Sunday, January 23, 2011

98 millionths of a second – the time for a round-trip of a NASDAQ trade order to be implemented and confirmed. Electronic trading, increasingly away from the largest traditional stock exchanges, is the how the markets work today… like massive schools of fish, turning to dive and swim in a uniform and seemingly choreographed sweep. “The N.Y.S.E. accounted for more than 70 percent of trading in N.Y.S.E.-listed stocks just five years ago. Now, the Big Board handles only 36 percent of those trades itself. The remaining market share is divided among about 12 other public exchanges, several electronic trading platforms and vast so-called unlit markets, including those known as dark pools.” New York Times, January 3rd.


Outside of the N.Y.S.E. and NASDAQ, the next two biggest such exchanges, which combined handle about 20% of the 8.5 billion in such average daily transactions, are located in northern New Jersey and Kansas City, Missouri: Direct Edge and the BATS Exchange, respectively. Stakeholders in Direct Edge include Goldman Sachs, Knight Capital, Citadel Securities, International Securities Exchange and JP Morgan. The government regulator – the Securities and Exchange Commission – has fostered the use of such electronic trading in sequential rule-making that began in the 1980s, ostensibly because that such automated trading has dramatically driven down the cost for consumers when they buy and sell stocks.


But those who have the more sophisticated computer programs and state-of-the art hardware have also created tactical advantages that smaller players simply do not have. While automated “flash trading” – where sophisticated computer programs instantaneously implement buy-sell orders based on their trend analysis without the intervention of human “decider” – has been banned, the penalties for violating this rule haven’t really been established. On the other hand, with more, smaller exchanges, the competitive playing field has been expanded, and, generally, smaller traders can function with vastly less expensive commissions and per-trade costs.


But to play in this new electronically hyper-accelerated game, the truth is that if you don’t have high-speed analytical software on the fastest computers, this is anything but a level playing field: “Even the savings of many long-term mutual fund investors are swept up in this maelstrom, when fund managers make changes in their holdings. But the exchanges are catering mostly to a different market breed — to high-frequency traders who have turned speed into a new art form. They use algorithms to zip in and out of markets, often changing orders and strategies within seconds. They make a living by being the first to react to events, dashing past slower investors — a categ ory that includes most investors — to take advantage of mispricing between stocks, for example, or differences in prices quoted across exchanges.

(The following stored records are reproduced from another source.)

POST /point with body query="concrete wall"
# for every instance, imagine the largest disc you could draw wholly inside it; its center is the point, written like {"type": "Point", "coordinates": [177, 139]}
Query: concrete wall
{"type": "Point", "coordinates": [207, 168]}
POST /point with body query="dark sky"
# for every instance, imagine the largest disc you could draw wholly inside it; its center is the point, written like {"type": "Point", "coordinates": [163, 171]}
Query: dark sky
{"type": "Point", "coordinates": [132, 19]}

“One new strategy is to use powerful computers to speed-read news reports — even Twitter messages — automatically, then to let their machines interpret and trade on them… By using such techniques, traders may make only the tiniest fraction of a cent on each trade. But multiplied many times a second over an entire day, those fractions add up to real money. According to Kevin McPartland of the TABB Group, high-frequency traders now account for 56 percent of total stock market trading. A measure of their importance is that rather than charging them commissions, som e exchanges now even pay high-frequency traders to bring orders to their machines.” NY Times.


These new exchanges have spread into commodities/derivatives groups (e.g., Globex), and some massive computer-based warehouses have chosen to locate away from New York but directly on some of the fastest fiber-linked lines in the United States. For the most part, these networks work flawlessly, even if they are providing an unfair advantage to those with special access to the systems.


But when they fail, the speed at which they can infect the entire trading community is alarming: “THE ‘flash crash,’ the harrowing plunge in share prices that shook the stock market during the afternoon of May 6 last year, crystallized the fears of some in the industry that technology was getting ahead of the regulators. In their investigation into the plunge, the S.E.C. and Commodity Futures Trading Commission found that the drop was precipitated not by a rogue high-frequency firm, but by the sale of a single $4.1 billion block of E-Mini Standard & Poor’s 500 futures contracts on the Chicago Mercantile Exchange by a mutual fund company.


“The fund company, Waddell & Reed Financial of Overland Park, Kan., conducted its sale through a computer algorithm provided by Barclays Capital, one of the many off-the shelf programs available to investors these days. The algorithm automatically dripped the billions of dollars of sell orders into the futures market over 20 minutes, continuing even as prices started to drop when other traders jumped in.” NY Times. The fact that such electronic clearinghouses are fairly centralized and obviously dependent on fiber linkage and the Web – even with safe duplicate sites “mirroring” the data stored on the main units – also makes our financial system that much more vulnerable to a terrorist attack.


On a macro-level, this electronic advantage seems to be one more piece of evidence that economic polarization is accelerating, providing further “special treatment” for those at the top of the economic ladder. We see the increasing alienation of the common man – most recently from the powerful Tea Party grassroots resentment of a government that they no longer trust giving special interests special rights and powers – and should continue to see this frustration in the coming years… a phenomenon that should provide for increasing political volatility and legislative friction.


I’m Peter Dekom, and if you an average American, prepare for a below-average life!